A professional motorsport driver caught with up to $32,000 worth of cannabis in an elaborate indoor growing room has avoided going to jail.
Rawiri Kaleb Heyder, 30, appeared in the Rotorua District Court yesterday before Judge Greg Hollister-Jones for sentencing after earlier pleading guilty to a charge of cultivating cannabis.
Heyder, who runs his own business installing fire sprinkler systems, was described in court as a professional drifter of good character.
Judge Greg Hollister-Jones sentenced Heyder to six months' community detention to be served on Saturdays, 200 hours' community work and 12 months' extensive supervision.
Judge Hollister-Jones said he removed the option of sending Heyder to jail because it was unlikely he would offend again. He also didn't sentence him to home detention to allow him to still operate his business during the week.
"I am concerned you being unable to earn will result in a relapse given you have ability to earn a quick buck out of cannabis," the judge said.
A police summary of facts, given to the Rotorua Daily Post, said police searched Heyder's house on July 27 this year. Heyder was at work at the time.
Police found an indoor cannabis growing operation set up off the garage of the Fairy Springs Rd house.
Positioned behind the house at the rear of the property was a large garage/workshop and Heyder had built an additional room attached to that which was 3m long by 3m wide, the summary said.
The room was accessed from the garage by a standard single door which was locked.
The room was being used exclusively for cultivating cannabis and had been fitted out at considerable expense with equipment, the summary said.
Inside the room were two grow tents which were about 1.45m long by 2.9m wide by 2m tall. Each tent had two 600 watt high pressure sodium lighting systems and a ducted ventilation system connected to a fan and filter to mask the pungent smell of cannabis, the summary said.
The total value of the equipment is about $2500.
The summary said the police found 31 healthy and lush cannabis plants midway through their growing cycle and beginning to flower and produce cannabis head. The plants were an average height of about 70cm.
The quality of the cannabis plants being produced required a good level of knowledge and expertise in the area of indoor growing and cloning techniques, the summary said.
Inside the garage police found a set of digital scales and a packet of ounce-sized plastic sandwich bags.

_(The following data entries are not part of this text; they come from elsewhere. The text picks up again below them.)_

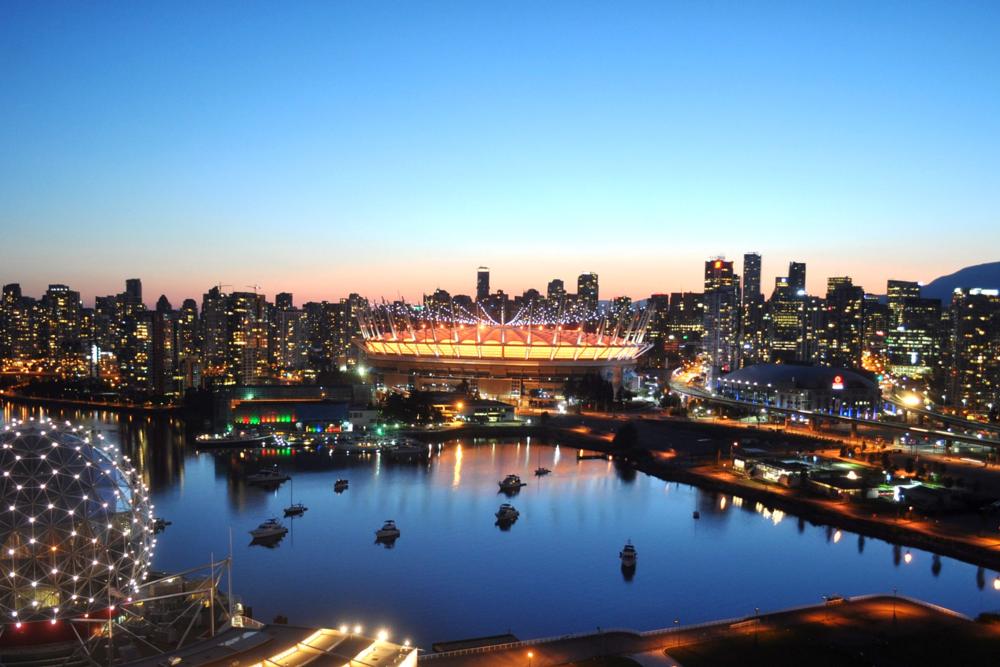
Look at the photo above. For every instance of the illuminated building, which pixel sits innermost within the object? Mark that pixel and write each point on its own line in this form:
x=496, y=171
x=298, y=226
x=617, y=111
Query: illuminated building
x=897, y=291
x=827, y=389
x=504, y=359
x=913, y=348
x=797, y=276
x=164, y=347
x=843, y=332
x=975, y=350
x=752, y=333
x=78, y=534
x=587, y=291
x=722, y=308
x=785, y=317
x=482, y=283
x=61, y=306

The summary said on average the 31 plants would conservatively yield three ounces of dried cannabis head material once harvested, giving a total of 93 ounces of cannabis head.
Indoor cannabis head material is desirable on the drug market and sells for between $300 and $350 an ounce, giving an estimated value in total of between $27,900 and $32,550.
His lawyer, Casey Haumaha, asked the judge to consider intensive supervision and community work.
She said Heyder was a cannabis user and had become curious about growing it. He taught himself the technique by watching YouTube videos which gave the appearance his operation was professional.
She said he had self-referred for drug counselling and had held a family meeting to admit his offending and apologise.
Haumaha described her client as a "professional driver" and the conviction alone would impact his sport and ability to gain sponsorship.
Judge Hollister-Jones declined Haumaha's request, saying cannabis still caused harm in the community and there had to be a clear consequence.
However, he said he had designed a "package" for him which allowed him to still work during the week.
He noted letters he had been given showing Heyder was a person of good character, including one from the national drifting managing director.
"He has observed you are embarrassed and ashamed you find yourself in this position."
He said any breach of the sentence would see the deal "fall over".